Хелен хотелось схватить ужасную лгунью за плечи и трясти, пока у нее позвоночник не треснет.
— Но сердце мое отвернулось от нее, — заверила миссис Уотсон. — У нас состоялся один очень… тяжелый разговор в начале следующего года. До меня дошел слух, что она считает визиты адмирала Кодрингтона в мой дом слишком частыми и намекает на чрезмерно близкие отношения между нами. И я открыто подняла этот вопрос; я напомнила ей, что моя дружба с адмиралом развилась с ее полного одобрения и для ее же пользы. Она обвинила меня в том, что якобы я исподволь оказываю влияние на ее дочерей, пытаюсь узурпировать ее права матери и жены!
Да, эту ссору Хелен помнила и позволила себе слегка усмехнуться.
— Я попросила ее в письменном виде опровергнуть эти слухи, — сказала миссис Уотсон, — но она заявила, что честная женщина не нуждается в доказательстве своей порядочности! И когда я деликатно намекнула ей на ее собственную подмоченную репутацию, она стала кричать как безумная: «Пошлите за моим мужем! Можете выдать ему мою тайну и навсегда погубить меня!» Затем она бросилась мне в ноги и умоляла извинить ее. Я откинула ей волосы с лица и сказала: «О, Хелен, дорогая, так-то ты воздаешь мне за всю мою любовь к тебе?»
Наглость этой женщины ошеломила Хелен: в каждом предложении были ловко перемешаны отдельные факты и откровенная ложь! Она описывала их бывшие действительно дружескими отношения, осложненные взаимными претензиями, но так, словно вспоминает их в горячечном бреду. И вдруг Хелен догадалась: «Отношения со мной — единственное волнующее событие за всю ее жизнь!»
Боувил торопливо скрипел пером. Затем внимательно прочитал свои записи.
— Так написала ли ответчица то письмо, о котором вы ее просили, — письмо, в котором она отрицает, что намеревалась обвинить вас и своего мужа в неподобающе близких отношениях?
— Да, написала, — самодовольно сообщила миссис Уотсон, — и, чтобы восстановить мое доброе имя, перед отъездом я показала его некоторым своим знакомым.
— Миссис Уотсон, мой следующий вопрос очень важен! — Он устремил на нее строгий взгляд. — До вашего с супругом отъезда с Мальты в июле 1862 года говорили ли вы что-либо адмиралу Кодрингтону о тайнах его жены?
— Нет, не говорила.
— А позднее, в письмах? Ни намека, чтобы насторожить его?
«Ну, смелее, придумай какую-нибудь сцену, в которой ты играешь роль мудрой сивиллы!» — мысленно подтолкнула ее Хелен. Если бы она позволила себе хотя бы малейший намек, то он станет виновным в снисходительном отношении к изменам своей супруги…
— Ни разу, ни словом не обмолвилась!
Увы, она далеко не глупа.
На скулах престарелой женщины неожиданно вспыхнули пятна.

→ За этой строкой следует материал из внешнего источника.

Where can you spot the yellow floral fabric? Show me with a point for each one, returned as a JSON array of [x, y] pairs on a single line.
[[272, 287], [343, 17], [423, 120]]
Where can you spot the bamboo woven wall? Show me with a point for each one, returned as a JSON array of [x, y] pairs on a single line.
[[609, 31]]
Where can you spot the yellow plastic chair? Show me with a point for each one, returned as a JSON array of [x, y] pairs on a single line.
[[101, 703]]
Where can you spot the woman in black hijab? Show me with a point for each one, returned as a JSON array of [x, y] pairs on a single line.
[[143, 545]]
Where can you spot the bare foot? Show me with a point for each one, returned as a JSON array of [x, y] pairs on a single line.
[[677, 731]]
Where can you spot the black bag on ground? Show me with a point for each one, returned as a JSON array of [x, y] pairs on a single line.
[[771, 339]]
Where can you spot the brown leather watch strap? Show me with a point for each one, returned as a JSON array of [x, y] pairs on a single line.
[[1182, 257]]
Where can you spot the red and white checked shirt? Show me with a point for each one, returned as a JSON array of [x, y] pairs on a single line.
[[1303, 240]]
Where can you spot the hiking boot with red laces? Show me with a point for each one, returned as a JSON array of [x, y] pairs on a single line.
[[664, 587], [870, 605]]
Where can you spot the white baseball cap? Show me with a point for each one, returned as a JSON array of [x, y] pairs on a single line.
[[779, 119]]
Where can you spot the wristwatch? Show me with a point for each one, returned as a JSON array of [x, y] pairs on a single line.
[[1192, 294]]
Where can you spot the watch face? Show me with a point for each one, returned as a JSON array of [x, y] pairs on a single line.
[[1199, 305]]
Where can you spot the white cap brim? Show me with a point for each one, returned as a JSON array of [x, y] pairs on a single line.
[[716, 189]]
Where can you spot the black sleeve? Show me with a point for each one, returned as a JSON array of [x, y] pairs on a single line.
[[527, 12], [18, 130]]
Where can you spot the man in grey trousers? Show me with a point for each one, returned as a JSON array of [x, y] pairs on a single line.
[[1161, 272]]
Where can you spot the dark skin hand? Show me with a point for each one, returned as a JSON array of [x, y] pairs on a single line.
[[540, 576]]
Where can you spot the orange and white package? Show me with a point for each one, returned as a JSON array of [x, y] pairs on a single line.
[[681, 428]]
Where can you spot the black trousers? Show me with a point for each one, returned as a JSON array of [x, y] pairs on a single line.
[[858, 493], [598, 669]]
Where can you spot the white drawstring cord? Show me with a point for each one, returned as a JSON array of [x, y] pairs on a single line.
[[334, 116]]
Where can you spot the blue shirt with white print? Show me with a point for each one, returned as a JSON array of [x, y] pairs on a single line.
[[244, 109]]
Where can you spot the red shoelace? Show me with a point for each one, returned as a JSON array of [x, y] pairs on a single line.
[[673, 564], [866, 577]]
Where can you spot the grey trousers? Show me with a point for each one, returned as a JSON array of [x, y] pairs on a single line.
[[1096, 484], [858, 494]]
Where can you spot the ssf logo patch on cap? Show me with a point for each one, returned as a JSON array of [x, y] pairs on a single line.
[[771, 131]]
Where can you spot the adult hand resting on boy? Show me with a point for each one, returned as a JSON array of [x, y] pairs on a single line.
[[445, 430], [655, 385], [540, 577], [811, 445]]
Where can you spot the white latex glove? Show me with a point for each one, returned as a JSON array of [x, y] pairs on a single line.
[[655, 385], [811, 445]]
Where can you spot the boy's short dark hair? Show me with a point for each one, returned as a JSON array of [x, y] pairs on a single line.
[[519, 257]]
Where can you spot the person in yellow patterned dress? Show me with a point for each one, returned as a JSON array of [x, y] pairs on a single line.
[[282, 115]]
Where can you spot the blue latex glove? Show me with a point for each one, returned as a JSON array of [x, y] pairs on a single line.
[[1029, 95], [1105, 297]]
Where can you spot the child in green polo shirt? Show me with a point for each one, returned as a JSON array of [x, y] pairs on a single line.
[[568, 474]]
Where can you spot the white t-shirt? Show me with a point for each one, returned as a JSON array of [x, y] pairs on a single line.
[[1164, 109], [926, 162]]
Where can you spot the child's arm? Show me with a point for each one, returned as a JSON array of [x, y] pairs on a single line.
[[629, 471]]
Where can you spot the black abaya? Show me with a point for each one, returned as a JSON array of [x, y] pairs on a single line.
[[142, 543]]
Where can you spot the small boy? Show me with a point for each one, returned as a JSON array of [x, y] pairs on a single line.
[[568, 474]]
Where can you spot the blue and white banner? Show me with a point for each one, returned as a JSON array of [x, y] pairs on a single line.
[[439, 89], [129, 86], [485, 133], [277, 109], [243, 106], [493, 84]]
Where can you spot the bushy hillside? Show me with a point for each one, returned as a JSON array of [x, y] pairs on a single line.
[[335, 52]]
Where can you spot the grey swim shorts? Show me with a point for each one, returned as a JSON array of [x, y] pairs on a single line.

— Кое-кто может поставить это молчание мне в вину, хотя я знаю, что адмирал этого не сделает, — сказала она и благодарно кивнула Гарри. — Я рассматривала свое молчание как жертву на алтарь умершей дружбы. Мною руководило женское сочувствие.
Пока Боувил поблагодарил свидетельницу и объяснил, что ей придется остаться на месте для перекрестного допроса, Хелен вспомнила то, о чем весь день старалась не думать: «И мои дети в руках у этой гнусной твари!»
Хелен взглянула на барристера Хокинса. Он о чем-то оживленно перешептывался с Фью. Затем поднялся, выпрямился во весь свой рост и по-кошачьи вкрадчиво подошел к свидетельнице.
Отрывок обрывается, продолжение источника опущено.